Noch mehr Vergangenheit gefällig? Auf dem Meilbächeltal-Wasserschaupfad steht Gästeführerin Hildtrud Woll schon im Magd-Gewand bereit. „Die Sickinger Höhe ist noch heute Kornkammer der Pfalz, die acht Mühlen sind beliebte Ausflugsziele“, erzählt sie. Die Wege dorthin, an Bächen und Teichen entlang, sind romantische Spaziergänge. Das Ende des Meilbächeltal-Wasserschaupfads ist nach anderthalb Stunden erreicht: Ein imposanter Wasserfall mitten im Wald – am besten die Badehose einpacken!

Die Südwestpfalz, die als Wanderarena Pfälzerwald-Nordvogesen bekannt ist, lässt sich ohnehin wunderbar zu Fuß erkunden. Im Wegenetz mit 1000 Kilometern gibt es neben 36 Premium-Wanderwegen neuerdings auch Premium-Spazierwanderwege. Oder wie wäre es zur Abwechslung mit einer grenzüberschreitenden Eselsrunde? Stella, Sam, Sky und Sunny – allesamt Zwergesel – wohnen im französischen Ohrenthal.

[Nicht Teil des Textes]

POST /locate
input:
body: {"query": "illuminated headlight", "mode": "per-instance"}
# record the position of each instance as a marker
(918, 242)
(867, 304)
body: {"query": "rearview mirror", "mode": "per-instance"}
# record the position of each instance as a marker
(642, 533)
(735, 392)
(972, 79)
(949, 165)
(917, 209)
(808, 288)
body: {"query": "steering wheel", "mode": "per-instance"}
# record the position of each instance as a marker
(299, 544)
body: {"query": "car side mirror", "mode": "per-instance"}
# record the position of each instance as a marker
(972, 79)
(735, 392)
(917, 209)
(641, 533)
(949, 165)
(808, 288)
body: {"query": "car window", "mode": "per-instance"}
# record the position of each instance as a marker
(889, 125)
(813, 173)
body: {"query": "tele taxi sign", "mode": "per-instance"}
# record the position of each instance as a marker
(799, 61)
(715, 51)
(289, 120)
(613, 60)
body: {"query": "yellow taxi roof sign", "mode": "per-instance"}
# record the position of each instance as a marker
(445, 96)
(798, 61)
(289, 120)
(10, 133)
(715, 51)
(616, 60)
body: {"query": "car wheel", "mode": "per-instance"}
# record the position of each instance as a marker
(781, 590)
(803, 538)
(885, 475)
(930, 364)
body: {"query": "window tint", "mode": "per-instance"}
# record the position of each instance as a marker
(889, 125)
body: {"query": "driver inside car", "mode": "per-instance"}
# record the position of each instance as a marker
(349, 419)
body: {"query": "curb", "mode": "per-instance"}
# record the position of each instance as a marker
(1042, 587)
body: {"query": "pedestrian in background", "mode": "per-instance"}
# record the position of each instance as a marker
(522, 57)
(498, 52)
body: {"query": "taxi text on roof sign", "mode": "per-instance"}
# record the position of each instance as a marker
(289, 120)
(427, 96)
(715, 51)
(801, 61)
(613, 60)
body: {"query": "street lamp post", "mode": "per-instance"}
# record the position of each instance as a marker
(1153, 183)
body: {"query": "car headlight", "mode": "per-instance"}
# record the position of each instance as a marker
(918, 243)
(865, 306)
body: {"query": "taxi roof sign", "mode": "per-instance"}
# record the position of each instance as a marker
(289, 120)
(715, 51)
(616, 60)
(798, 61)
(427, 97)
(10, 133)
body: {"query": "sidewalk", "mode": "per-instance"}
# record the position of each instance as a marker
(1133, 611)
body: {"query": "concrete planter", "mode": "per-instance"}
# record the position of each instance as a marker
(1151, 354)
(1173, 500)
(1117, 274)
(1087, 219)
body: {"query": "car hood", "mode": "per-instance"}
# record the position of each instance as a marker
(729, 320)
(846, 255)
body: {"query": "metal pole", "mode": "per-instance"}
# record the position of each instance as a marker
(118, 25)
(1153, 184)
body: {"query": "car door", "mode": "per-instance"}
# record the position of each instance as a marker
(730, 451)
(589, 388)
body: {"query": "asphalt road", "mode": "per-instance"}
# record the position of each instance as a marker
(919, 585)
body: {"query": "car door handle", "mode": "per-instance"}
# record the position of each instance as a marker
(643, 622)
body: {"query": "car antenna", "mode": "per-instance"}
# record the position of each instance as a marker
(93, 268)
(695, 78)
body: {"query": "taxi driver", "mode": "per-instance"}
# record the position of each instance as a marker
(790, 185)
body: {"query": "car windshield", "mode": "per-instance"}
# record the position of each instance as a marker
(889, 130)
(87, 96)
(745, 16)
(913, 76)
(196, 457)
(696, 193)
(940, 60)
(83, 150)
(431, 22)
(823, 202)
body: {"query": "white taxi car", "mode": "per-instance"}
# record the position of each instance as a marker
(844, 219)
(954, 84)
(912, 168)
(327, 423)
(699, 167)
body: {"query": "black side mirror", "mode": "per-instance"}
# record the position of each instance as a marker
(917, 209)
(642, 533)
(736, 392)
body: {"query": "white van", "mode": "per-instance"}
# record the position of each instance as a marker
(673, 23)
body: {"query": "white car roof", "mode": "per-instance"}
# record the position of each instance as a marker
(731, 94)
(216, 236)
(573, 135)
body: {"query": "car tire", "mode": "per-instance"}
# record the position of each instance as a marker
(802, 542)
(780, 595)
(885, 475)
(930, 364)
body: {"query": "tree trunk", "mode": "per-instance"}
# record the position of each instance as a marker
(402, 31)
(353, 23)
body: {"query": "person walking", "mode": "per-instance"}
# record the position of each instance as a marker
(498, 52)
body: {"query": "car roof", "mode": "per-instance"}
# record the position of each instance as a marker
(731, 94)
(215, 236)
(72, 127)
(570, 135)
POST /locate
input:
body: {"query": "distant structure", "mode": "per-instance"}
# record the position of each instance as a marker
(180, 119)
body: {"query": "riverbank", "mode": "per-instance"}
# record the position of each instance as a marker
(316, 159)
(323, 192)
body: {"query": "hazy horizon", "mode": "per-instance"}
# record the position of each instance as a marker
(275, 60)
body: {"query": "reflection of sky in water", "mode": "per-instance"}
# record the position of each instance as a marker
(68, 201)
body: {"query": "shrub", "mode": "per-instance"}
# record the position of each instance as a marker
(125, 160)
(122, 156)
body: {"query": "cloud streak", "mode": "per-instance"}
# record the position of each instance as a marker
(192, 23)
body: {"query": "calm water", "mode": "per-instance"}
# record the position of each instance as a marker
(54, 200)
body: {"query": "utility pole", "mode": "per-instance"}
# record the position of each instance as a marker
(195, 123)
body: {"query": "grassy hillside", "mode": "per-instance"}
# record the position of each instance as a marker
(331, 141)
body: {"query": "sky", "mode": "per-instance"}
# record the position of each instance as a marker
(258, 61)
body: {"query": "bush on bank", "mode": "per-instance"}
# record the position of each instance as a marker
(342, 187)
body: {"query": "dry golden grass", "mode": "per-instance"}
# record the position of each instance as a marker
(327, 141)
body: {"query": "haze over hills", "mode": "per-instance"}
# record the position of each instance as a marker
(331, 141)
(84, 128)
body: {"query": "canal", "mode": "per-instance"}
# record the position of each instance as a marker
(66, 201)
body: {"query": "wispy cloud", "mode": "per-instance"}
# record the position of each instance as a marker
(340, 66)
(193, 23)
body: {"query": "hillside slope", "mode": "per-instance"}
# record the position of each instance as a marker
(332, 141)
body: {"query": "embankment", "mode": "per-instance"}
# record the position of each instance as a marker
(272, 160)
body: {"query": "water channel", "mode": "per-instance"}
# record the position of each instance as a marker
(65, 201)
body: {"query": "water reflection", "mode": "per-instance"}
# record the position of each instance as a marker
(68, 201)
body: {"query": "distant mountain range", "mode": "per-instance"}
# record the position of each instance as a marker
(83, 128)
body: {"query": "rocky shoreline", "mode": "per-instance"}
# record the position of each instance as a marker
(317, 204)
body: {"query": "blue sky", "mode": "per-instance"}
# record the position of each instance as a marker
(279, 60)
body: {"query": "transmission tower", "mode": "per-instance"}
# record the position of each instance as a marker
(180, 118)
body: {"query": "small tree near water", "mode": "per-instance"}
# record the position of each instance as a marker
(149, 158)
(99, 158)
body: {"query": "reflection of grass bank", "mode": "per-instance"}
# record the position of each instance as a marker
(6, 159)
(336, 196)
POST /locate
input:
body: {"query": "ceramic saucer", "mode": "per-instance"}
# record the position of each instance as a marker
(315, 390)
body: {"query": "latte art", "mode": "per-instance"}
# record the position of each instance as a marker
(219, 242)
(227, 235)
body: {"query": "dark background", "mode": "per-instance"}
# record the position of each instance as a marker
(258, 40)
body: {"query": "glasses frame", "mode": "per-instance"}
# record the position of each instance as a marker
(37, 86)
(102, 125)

Ihr Chef ist Herbert Kallenbrunnen. Wer sich unterwegs auf der zehn Kilometer langen Tour durchs Grenzgebiet durchsetzt, bleibt abzuwarten. „Ein Esel ist nicht stur. Er überlegt sich nur ganz genau, wem er folgt“, sagt der Experte, der zur Entdeckung der Langsamkeit mit Langohr einlädt. Und zum Abschluss leckere französische Weine, Baguette und Käse serviert.